We'll take a quick look at all the data from each column and then at how each feature correlates with each of the depth (target) features

### Aquifer Auser

In [None]:
date_time = pd.to_datetime(Aquifer_Auser.Date, format='%d/%m/%Y')
plot_cols = Aquifer_Auser.iloc[:,1:-1].columns
plot_features = Aquifer_Auser[plot_cols]
plot_features.index = date_time
_ = plot_features.plot(subplots=True,figsize=(15,20))

In [None]:
f, ax = plt.subplots(nrows=1, ncols=1, figsize=(16,5))
sns.heatmap(Aquifer_Auser.T.isna(), cmap='Blues')
ax.set_title('Fields with Missing Values', fontsize=16)
#for tick in ax.xaxis.get_major_ticks():
#    tick.label.set_fontsize(14) 
for tick in ax.yaxis.get_major_ticks():
    tick.label.set_fontsize(14)
plt.show()

We will filter the data from Aquifer Auser to only after 2011

In [None]:
df = Aquifer_Auser.copy()
df['Date'] = df['Date'].apply(lambda x: datetime.strptime(x, "%d/%m/%Y"))
df = df.loc[(df['Date']>='01/01/2011')]

In [None]:
# Check time intervals
df['Time_Interval'] = df.Date - df.Date.shift(1)

print(df[['Date', 'Time_Interval']].head())

print(f"{df['Time_Interval'].value_counts()}")
df = df.drop('Time_Interval', axis=1)

In [None]:
# create list of features
features = [f for f in df.columns if (f.startswith('Depth')==False and f !='Date')]
processor = MyPreprocessor(df,features=features,get_averages=False)
Auser_df = processor.main()

In [None]:
Auser_df.info()

In [None]:
explorer = Data_Exploration(Auser_df,features,'Aquifer Auser',PCA=False)
explorer.main()

We can see that month, temperature, and volume had a fairly significant correlation with Depth to Groundwater, **while rainfall had a poor correlation**, suprisingly.
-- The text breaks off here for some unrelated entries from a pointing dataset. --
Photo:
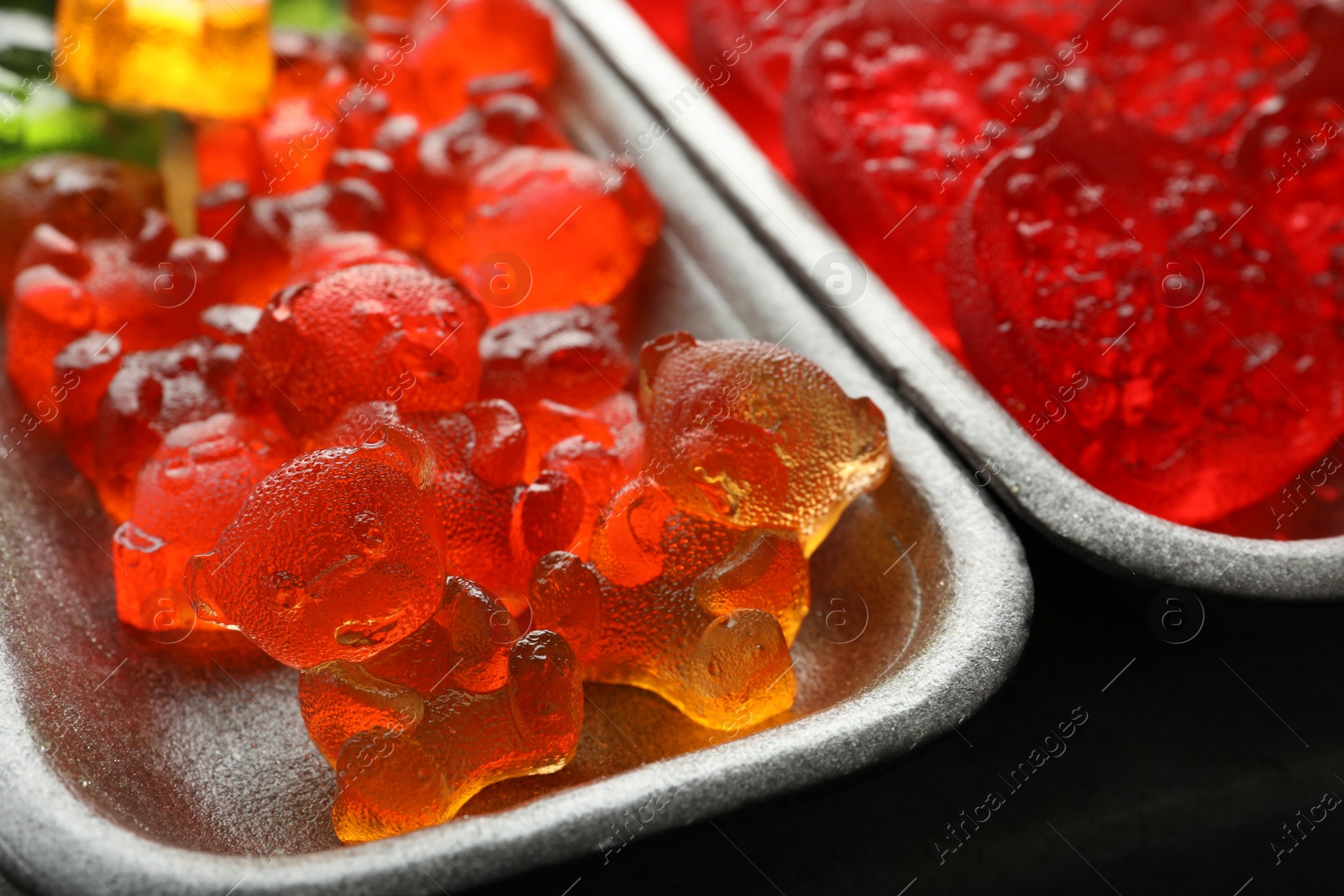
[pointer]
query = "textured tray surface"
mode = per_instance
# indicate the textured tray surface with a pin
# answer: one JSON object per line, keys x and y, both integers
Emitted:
{"x": 1086, "y": 521}
{"x": 134, "y": 768}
This may be due to that Rainfall is on average over the whole time period is very low, and that effects of rainfall are not immediate, there is a delay.  The histogram shows that the majority of days had 0-2 cm of precipitation and this leads to the correlation being weak.

Interestingly, there is a strong correlation betweeen year and Hydrometry especially at POL.  There is also strong correlations between Hydrometry and Depth, depending on if they are at the North or South sections.  

### AQUIFER DOGANELLA

In [None]:
date_time = pd.to_datetime(Aquifer_Doganella.Date, format='%d/%m/%Y')
plot_cols = Aquifer_Doganella.iloc[:,1:-1].columns
plot_features = Aquifer_Doganella[plot_cols]
plot_features.index = date_time
_ = plot_features.plot(subplots=True,figsize=(15,20))
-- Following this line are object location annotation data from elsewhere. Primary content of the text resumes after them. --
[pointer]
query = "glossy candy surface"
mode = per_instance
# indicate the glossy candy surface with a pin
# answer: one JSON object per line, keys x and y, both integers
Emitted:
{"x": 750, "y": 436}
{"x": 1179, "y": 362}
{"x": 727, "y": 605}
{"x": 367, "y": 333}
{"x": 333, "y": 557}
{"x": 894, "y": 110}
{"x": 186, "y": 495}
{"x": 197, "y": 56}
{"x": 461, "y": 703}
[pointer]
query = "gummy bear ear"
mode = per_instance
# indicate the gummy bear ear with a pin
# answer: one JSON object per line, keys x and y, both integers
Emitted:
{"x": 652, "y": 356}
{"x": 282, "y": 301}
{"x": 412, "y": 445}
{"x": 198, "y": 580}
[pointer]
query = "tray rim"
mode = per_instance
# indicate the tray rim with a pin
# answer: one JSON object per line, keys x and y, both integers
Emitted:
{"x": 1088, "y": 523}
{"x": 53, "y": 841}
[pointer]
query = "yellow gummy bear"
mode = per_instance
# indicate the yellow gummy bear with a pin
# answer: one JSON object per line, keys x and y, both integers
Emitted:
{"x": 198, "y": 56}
 **We can fill in the missing Temperatures from Monteporzio with forcasted values of a pmdarima

The data for this Aquifer is missing alot of data, there are many holes to fill.  We will only use the last year of data for this one.

In [None]:
df = Aquifer_Doganella.copy()
df['Date'] = df['Date'].apply(lambda x: datetime.strptime(x, "%d/%m/%Y"))
df = df.loc[(df['Date']>='01-01-2019')]
#df = df.set_index('Date')

In [None]:
df.info()

In [None]:
processor = MyPreprocessor(df,features=features,get_averages=False)
Doganella_df = processor.main()

In [None]:
# Get new features for Doganella 
features = [f for f in Doganella_df.columns if (f.startswith('Depth')==False and f !='Date')]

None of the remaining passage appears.